283 F.3d at 615. See also USSG § 1B1.10, App. Note 2. Accordingly, a finding pursuant to Section 4B1.1 that a defendant is a career offender and the calculation of his guideline range under that section remain in effect regardless of any amendment to Section 2D1.1.

Here, Defendant's sentencing range under Section 4B1.1 was based solely on his prior convictions and the statutory maximum sentence for his offense. It was not based in any way on the amount of crack cocaine attributable to him and, accordingly, a change impacting the applicable offense level relative to the quantity of cocaine base involved simply has no application in this case.

The Court notes that Defendant's argument that his sentencing range was "based" on Section 2D1.1 is tied into his argument thatBooker is applicable in re-sentencings under Section 3582(c)(2). He does not really dispute that his guideline sentencing range is unaffected by the amendments at issue. What he argues is that re-calculating the sentencing range that would have applied were he not a career offender would allow the Court to determine whether a sentence under the career offender provisions is a reasonable one under Booker. Indeed, the crux of his entire position is that the Court can and should vary downward underBooker in re-sentencing him. However, for some of the reasons already discussed, this argument misses the mark.

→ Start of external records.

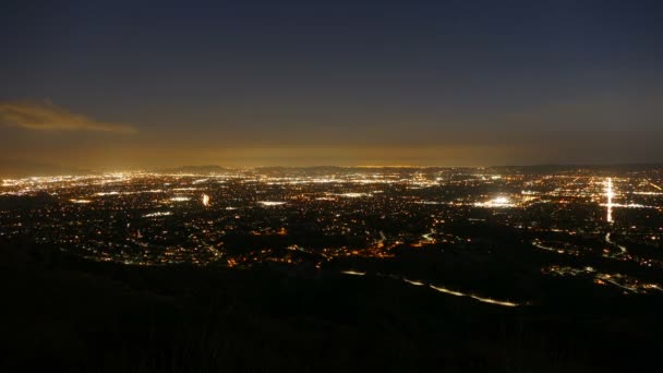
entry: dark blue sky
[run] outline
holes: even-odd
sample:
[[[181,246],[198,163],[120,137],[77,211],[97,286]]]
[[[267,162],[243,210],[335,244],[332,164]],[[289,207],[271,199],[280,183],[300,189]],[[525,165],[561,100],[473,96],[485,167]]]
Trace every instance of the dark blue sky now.
[[[660,1],[15,1],[0,44],[3,159],[663,161]]]

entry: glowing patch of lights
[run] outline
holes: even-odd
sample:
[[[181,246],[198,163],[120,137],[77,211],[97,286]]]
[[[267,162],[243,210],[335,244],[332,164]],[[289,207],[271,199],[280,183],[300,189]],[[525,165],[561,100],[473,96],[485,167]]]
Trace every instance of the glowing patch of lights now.
[[[613,178],[607,178],[607,184],[605,186],[605,196],[607,197],[607,216],[605,219],[607,222],[613,222]]]
[[[286,204],[285,202],[280,201],[258,201],[257,203],[263,206],[280,206]]]
[[[511,201],[509,198],[507,198],[505,196],[499,196],[499,197],[493,198],[489,202],[478,202],[474,204],[474,206],[502,208],[502,207],[514,207],[515,204],[511,203]]]
[[[345,196],[348,198],[361,198],[363,196],[372,196],[369,193],[341,193],[341,194],[337,194],[338,196]]]
[[[365,272],[357,272],[357,270],[343,270],[343,272],[341,272],[341,274],[343,274],[343,275],[350,275],[350,276],[364,276],[366,273]]]
[[[172,215],[172,213],[171,212],[157,212],[157,213],[143,215],[143,217],[158,217],[158,216],[169,216],[169,215]]]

First, the Court reiterates that, since his guideline sentencing range is unaffected by Amendments 706, 711, and 715, he is not entitled to any reduction at all, let alone to one that would reduce his sentence even lower than his guideline range. However, even accepting, arguendo, Defendant's argument that an amendment that merely creates a basis for re-evaluating the reasonableness of a sentence opens the door for a 3582(c)(2) reduction, an argument the Court thoroughly rejects, Booker would not apply in his re-sentencing and would provide no basis for a sentence lower than the one imposed under the unchanged career offender guidelines.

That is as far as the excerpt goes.